You can set properties of your tables to enable an AWS Glue ETL job to group files when they are read from an Amazon S3 data store. These properties enable each ETL task to read a group of input files into a single in-memory partition, this is especially useful when there is a large number of small files in your Amazon S3 data store. When you set certain properties, you instruct AWS Glue to group files within an Amazon S3 data partition and set the size of the groups to be read. You can also set these options when reading from an Amazon S3 data store with the create_dynamic_frame.from_options method.
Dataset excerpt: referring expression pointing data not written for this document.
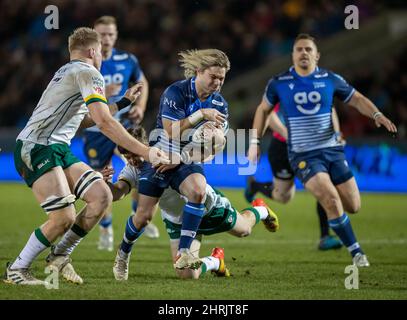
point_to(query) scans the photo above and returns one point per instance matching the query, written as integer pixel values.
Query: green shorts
(33, 160)
(217, 221)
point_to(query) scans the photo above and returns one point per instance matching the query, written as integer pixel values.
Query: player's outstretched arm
(120, 188)
(367, 108)
(175, 128)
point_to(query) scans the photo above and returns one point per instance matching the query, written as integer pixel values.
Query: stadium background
(257, 36)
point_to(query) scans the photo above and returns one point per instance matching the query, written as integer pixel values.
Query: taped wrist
(196, 117)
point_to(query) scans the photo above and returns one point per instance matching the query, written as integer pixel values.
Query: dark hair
(305, 36)
(137, 132)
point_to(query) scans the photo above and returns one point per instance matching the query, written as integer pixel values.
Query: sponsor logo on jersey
(118, 57)
(322, 75)
(286, 78)
(302, 165)
(303, 99)
(120, 67)
(99, 90)
(217, 103)
(97, 81)
(170, 103)
(43, 164)
(319, 85)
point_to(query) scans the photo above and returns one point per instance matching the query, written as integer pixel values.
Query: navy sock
(343, 229)
(191, 219)
(131, 234)
(265, 188)
(106, 221)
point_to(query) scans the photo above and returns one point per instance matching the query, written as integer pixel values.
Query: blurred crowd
(250, 32)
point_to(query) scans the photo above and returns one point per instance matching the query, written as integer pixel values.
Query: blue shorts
(98, 149)
(153, 184)
(330, 160)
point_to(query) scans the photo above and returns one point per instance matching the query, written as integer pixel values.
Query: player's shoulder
(219, 100)
(178, 88)
(322, 73)
(281, 77)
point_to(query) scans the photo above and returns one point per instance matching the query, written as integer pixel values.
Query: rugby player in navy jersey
(183, 105)
(282, 188)
(305, 93)
(119, 70)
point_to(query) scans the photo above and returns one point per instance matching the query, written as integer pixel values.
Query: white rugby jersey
(63, 104)
(171, 202)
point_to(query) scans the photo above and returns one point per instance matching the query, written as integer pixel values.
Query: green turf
(285, 265)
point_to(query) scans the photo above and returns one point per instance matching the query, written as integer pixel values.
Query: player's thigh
(88, 184)
(350, 196)
(321, 186)
(284, 187)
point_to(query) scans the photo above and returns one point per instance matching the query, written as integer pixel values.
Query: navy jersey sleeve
(172, 104)
(270, 94)
(342, 90)
(136, 70)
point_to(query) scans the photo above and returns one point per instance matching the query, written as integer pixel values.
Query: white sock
(68, 243)
(31, 250)
(211, 263)
(262, 212)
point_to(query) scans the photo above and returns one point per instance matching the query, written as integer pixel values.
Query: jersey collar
(292, 70)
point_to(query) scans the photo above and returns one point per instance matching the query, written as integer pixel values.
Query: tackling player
(44, 160)
(182, 106)
(306, 93)
(119, 69)
(219, 216)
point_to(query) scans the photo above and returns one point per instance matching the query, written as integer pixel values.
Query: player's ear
(318, 56)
To enable grouping files for a table, you set key-value pairs in the parameters field of your table structure. Use JSON notation to set a value for the parameter field of your table. For more information about editing the properties of a table, see Viewing and editing table details.
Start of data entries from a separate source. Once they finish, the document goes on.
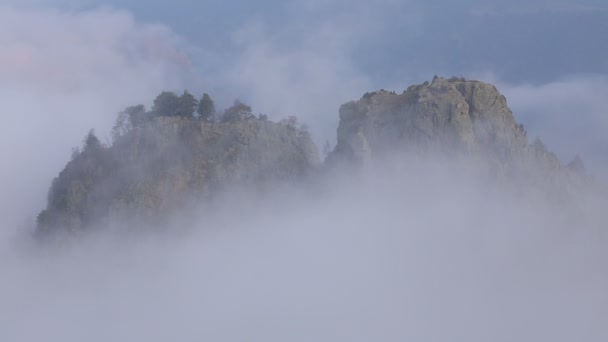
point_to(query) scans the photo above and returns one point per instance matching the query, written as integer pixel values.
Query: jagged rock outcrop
(169, 163)
(453, 117)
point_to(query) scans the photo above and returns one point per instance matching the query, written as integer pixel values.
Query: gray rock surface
(169, 163)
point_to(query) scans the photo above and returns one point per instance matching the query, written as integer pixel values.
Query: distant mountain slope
(168, 163)
(171, 162)
(451, 117)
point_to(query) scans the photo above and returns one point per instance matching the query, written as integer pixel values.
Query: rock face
(171, 162)
(448, 116)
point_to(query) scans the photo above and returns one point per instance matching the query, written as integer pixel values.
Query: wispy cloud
(62, 73)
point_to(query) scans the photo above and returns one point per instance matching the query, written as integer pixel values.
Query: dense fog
(410, 248)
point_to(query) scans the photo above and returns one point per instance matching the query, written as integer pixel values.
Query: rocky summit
(451, 117)
(168, 162)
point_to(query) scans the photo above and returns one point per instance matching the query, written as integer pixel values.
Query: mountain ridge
(169, 162)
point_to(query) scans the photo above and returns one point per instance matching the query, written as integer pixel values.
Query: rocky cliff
(450, 117)
(172, 162)
(169, 163)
You can use this method to enable grouping for tables in the Data Catalog with Amazon S3 data stores.

groupFiles

Set groupFiles to inPartition to enable the grouping of files within an Amazon S3 data partition. AWS Glue automatically enables grouping if there are more than 50,000 input files, as in the following example.
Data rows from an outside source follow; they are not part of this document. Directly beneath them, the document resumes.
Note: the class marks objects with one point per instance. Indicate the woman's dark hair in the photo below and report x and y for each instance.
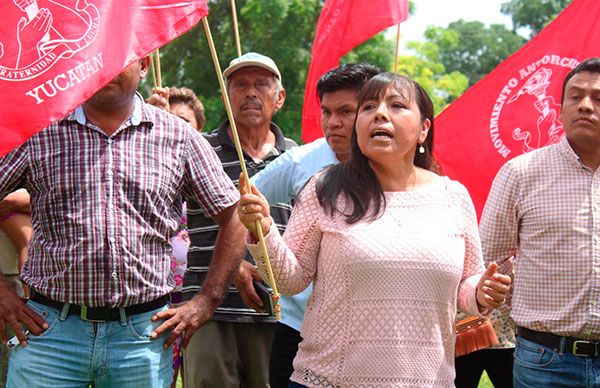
(591, 64)
(355, 180)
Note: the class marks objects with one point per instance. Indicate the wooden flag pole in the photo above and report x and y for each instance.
(238, 148)
(158, 73)
(235, 29)
(397, 49)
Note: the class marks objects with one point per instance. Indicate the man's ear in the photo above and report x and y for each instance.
(144, 65)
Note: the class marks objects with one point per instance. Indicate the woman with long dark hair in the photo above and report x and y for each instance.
(392, 249)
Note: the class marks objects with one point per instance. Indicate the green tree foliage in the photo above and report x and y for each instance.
(473, 49)
(281, 29)
(533, 14)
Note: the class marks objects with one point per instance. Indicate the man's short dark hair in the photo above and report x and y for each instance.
(591, 65)
(348, 76)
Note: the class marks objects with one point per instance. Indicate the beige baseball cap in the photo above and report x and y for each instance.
(252, 59)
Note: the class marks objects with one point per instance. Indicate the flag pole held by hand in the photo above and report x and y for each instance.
(240, 153)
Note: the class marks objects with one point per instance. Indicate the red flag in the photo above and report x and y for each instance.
(515, 108)
(343, 25)
(55, 54)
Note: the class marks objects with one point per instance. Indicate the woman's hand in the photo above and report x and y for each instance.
(493, 288)
(253, 207)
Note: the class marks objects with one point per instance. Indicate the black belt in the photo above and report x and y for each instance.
(570, 345)
(100, 314)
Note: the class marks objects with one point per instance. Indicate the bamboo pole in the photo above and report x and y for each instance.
(397, 49)
(240, 153)
(235, 29)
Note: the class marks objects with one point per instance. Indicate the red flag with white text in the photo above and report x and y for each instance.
(55, 54)
(343, 25)
(515, 108)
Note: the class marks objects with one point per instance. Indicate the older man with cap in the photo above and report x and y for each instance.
(232, 349)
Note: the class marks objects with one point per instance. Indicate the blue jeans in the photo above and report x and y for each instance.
(539, 366)
(77, 353)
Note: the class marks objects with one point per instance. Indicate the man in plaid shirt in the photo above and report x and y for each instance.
(107, 184)
(543, 212)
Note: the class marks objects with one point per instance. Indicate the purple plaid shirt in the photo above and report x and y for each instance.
(104, 208)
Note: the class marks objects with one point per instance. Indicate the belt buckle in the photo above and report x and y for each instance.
(576, 343)
(83, 316)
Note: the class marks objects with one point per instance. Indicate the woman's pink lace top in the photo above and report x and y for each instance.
(385, 291)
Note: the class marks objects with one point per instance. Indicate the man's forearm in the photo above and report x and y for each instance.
(228, 252)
'groupFiles': 'inPartition'
groupSize

Set groupSize to the target size of groups in bytes. The groupSize property is optional, if not provided, AWS Glue calculates a size to use all the CPU cores in the cluster while still reducing the overall number of ETL tasks and in-memory partitions.

For example, the following sets the group size to 1 MB.

'groupSize': '1048576'

Note that the groupsize should be set with the result of a calculation. For example 1024 * 1024 = 1048576.

recurse

Set recurse to True to recursively read files in all subdirectories when specifying paths as an array of paths. You do not need to set recurse if paths is an array of object keys in Amazon S3, or if the input format is parquet/orc, as in the following example.

'recurse':True

If you are reading from Amazon S3 directly using the create_dynamic_frame.from_options method, add these connection options. For example, the following attempts to group files into 1 MB groups.

df = glueContext.create_dynamic_frame.from_options("s3", {'paths': ["s3://s3path/"], 'recurse':True, 'groupFiles': 'inPartition', 'groupSize': '1048576'}, format="json")
Note

groupFiles is supported for DynamicFrames created from the following data formats: csv, ion, grokLog, json, and xml. This option is not supported for avro, parquet, and orc.